Signed Amnesty Oath for a South Carolina Planter under Andrew Johnson’s Amnesty Proclamation, Completed at Union, South Carolina, September 16, 1865.
Union, South Carolina: September 16, 1865. One folio sheet, accomplished in ink on a printed United States form, signed by the applicant and certified before a Provost Marshal. 7 ¾ x 9 ½ inches. Old folds, light staining, minor wear; very good. Item #Cat350
A scarce and telling Reconstruction-era document, recording the formal reintegration of a South Carolina slaveholder into the United States following the collapse of the Confederacy. Issued pursuant to Johnson’s initial May 29, 1865 amnesty proclamation—under which loyalty oaths of this type were administered throughout the summer and fall of 1865—the form required former Confederates to swear allegiance to the Union and explicitly to “abide by and faithfully support all laws and proclamations […] with reference to the emancipation of slaves.” The present example is completed for Jesse Briggs of Union District, South Carolina, identified as a “planter,” aged 64, with physical description noted below, a standard feature of such oaths carried out under military supervision.

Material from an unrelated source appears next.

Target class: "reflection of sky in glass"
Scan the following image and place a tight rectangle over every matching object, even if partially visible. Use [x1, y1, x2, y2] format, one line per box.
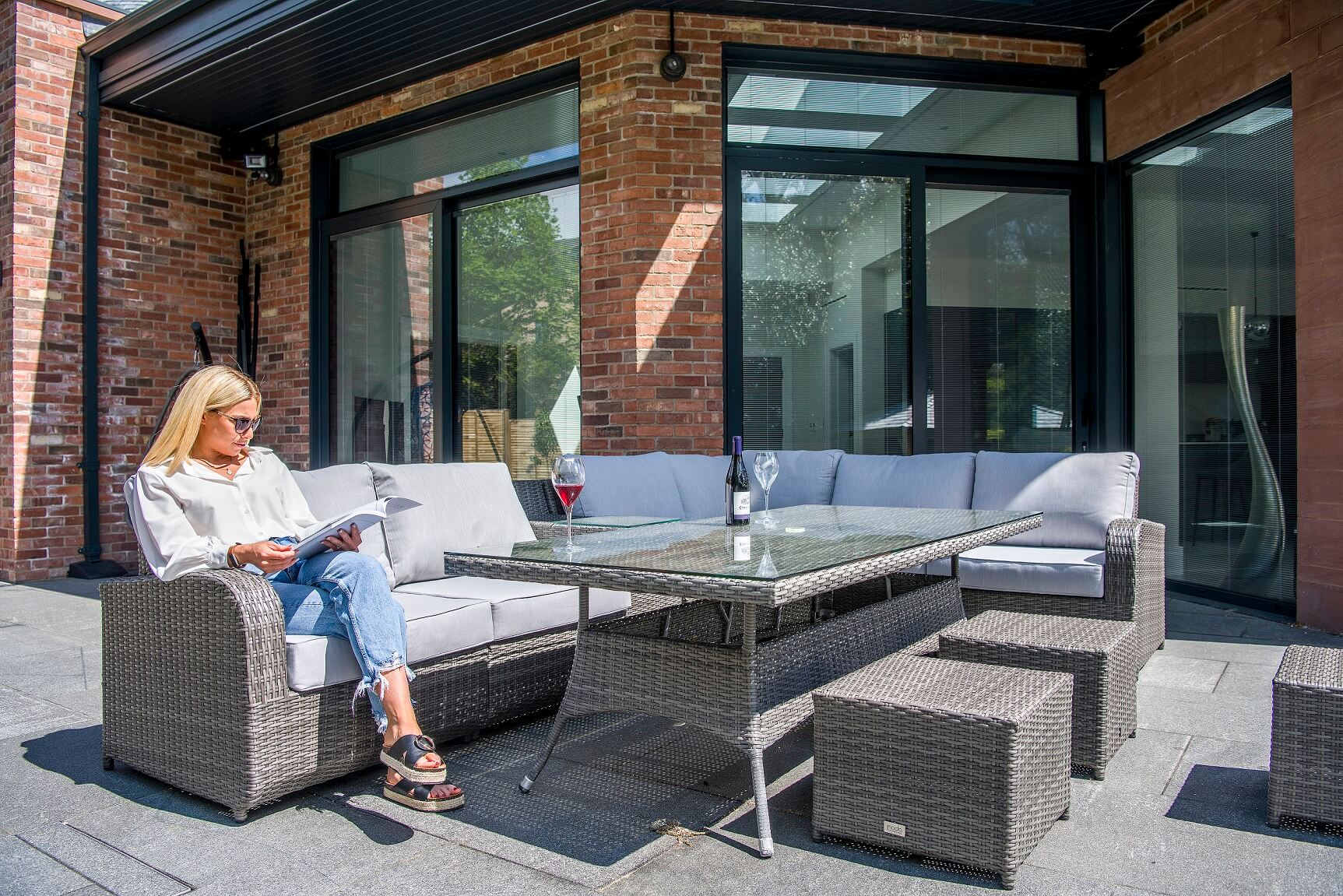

Of particular interest is Briggs’s apparent reference to the “thirteenth” exception in the proclamation. Under Johnson’s terms, this class encompassed individuals whose taxable property exceeded $20,000—effectively the Southern planter elite—and such persons were excluded from general amnesty, instead required to seek individual presidential pardon. Briggs likely fell within this wealthy class, placing him among those whose fortunes had been most directly bound to enslaved labor and whose restoration to political and civil rights became one of the central controversies of Presidential Reconstruction under Andrew Johnson. Within months of such oaths being administered, Southern state governments, often led by men restored under these very provisions, began enacting the so-called Black Codes, which restricted the lives of the newly emancipated African Americans, setting up a battle with Republicans in congress.